Remembering


I went to see The Devil Wears Prada a couple of weeks ago. (loved the movie, the book was better) and one of the trailers before it was for for the upcoming movie World Trade Center.

The tagline: The World Saw Evil That Day - Two Men Saw Something Else

I admit it. I couldn't get through the trailer without crying. In fact, I began almost immediately once I realized what the movie was about. The first thing that flew out of my mouth to my friend next to me was "I think it's too soon." Between her sniffles I heard, "Me, too."

It was five years ago and what was it about that day that still brings up a geyser of emotions? The fact that we are still fighting this battle and havn't won? That fact that we have to fight at all? I can wax myself patriotic all I want but the fact is I am pissed off that America made a mess out of another mess. But that's a post for another time.

I'm excited to see Michael Pena on screen again. I love him in Crash and I hoep to see a long career of his in years to come. I question the strange casting of Nicholas Cage in the lead role, but even more than that, I was completely surprised by whose film this is: Oliver Stone's.

Oliver Stone?

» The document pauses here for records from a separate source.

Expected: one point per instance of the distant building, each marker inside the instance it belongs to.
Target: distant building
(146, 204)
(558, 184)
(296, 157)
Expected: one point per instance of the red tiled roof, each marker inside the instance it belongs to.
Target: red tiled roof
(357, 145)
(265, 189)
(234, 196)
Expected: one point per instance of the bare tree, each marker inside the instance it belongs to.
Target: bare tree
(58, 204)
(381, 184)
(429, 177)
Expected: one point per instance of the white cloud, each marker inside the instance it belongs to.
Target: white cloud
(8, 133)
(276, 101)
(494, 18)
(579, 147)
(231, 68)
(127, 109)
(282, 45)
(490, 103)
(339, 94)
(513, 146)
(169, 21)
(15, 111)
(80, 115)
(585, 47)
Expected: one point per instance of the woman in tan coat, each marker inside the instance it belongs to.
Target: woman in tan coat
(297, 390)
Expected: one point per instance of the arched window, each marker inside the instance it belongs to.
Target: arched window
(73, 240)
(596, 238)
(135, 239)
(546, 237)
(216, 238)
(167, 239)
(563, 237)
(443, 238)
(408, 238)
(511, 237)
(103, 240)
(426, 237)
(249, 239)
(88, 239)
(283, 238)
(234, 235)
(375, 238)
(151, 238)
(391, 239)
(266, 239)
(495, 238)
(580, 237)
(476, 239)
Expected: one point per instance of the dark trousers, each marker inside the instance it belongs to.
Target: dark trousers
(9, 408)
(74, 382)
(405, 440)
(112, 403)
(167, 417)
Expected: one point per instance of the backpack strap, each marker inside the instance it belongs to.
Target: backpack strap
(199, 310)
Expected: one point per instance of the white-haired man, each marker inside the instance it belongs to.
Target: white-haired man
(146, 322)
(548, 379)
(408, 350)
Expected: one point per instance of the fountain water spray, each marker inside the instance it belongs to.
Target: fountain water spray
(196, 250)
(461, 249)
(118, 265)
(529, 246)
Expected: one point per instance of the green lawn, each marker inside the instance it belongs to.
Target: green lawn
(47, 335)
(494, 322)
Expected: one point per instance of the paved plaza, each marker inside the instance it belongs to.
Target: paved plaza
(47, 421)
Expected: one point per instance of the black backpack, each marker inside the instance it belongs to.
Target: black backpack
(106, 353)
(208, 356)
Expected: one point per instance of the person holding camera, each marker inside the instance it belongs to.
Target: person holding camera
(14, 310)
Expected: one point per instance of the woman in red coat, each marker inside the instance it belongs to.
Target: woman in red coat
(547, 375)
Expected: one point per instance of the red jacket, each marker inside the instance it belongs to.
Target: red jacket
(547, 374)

The man who gave us Natural Born Killers - one of the worst pieces of cinematic disasters even commited to film? Attacking this subject? And making money off it? Considering his complete body of work, this subject is right up his ally. Although I question it, I won't write him off just yet. However, I'm not sure I can go see this movie.

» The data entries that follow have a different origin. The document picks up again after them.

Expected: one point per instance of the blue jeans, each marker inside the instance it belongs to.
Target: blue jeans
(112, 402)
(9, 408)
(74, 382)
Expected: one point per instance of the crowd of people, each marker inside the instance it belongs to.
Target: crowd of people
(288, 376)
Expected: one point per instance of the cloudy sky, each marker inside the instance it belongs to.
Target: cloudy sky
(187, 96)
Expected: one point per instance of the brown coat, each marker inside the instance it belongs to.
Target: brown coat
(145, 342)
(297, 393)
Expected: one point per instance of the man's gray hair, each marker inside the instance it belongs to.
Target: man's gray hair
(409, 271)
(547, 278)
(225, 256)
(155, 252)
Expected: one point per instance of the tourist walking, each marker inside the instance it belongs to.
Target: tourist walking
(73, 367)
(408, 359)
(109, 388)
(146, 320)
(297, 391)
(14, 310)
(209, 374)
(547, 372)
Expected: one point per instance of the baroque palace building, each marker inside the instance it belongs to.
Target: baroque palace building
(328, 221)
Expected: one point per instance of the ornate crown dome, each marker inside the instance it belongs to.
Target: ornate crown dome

I remember being at work and only able to hear things on the radio. Then I remember going home and being unable to turn the TV off. I wanted to know what happened. I wasnted to know who did this and why. I wanted to know what it felt like to be there. I worried about the friends I had that lived in NY. I was sad.


I was in D.C. about six weeks after the attacks. I was scheduled well before the events of 9/11 to work at a conference for the company I worked for in the downtown DC area. The conference was not cancelled, and if memory serves flight has only been up and going for a couple of weeks. Everyone was on edge. No one complained about the long line, the extensive "pat-downs", and everyone's eyes darted in each direction. I was asked to drink from a fountain pop I'd purchased the second time I went through the metal detector to get to my gate. I'd taken many trips for work before. This was certainly the most memorable.

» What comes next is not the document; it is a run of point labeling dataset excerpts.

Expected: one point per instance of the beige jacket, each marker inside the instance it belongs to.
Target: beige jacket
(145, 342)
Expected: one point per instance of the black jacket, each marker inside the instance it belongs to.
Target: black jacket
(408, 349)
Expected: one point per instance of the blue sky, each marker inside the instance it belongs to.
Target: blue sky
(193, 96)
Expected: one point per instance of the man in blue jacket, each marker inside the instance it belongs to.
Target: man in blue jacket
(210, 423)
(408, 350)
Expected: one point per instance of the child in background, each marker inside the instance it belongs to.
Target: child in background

We took the subway to see the pentagon and I got a whole new glimpse into what the tiny images on TV, that up until then had only made me sad. Being there made me angry. Up on the hill by the highway that run next to this huge octogon-shaped building, all I could do was call my dad. I told him what it was like to be there. I told him about the photos and art and flags and ribbon that surrounded the tree up on that hill. But I couldn't even describe the damage I saw. There were really no words.

I still have few words I could even express about that day. Sometimes our lives are too full of words, you know?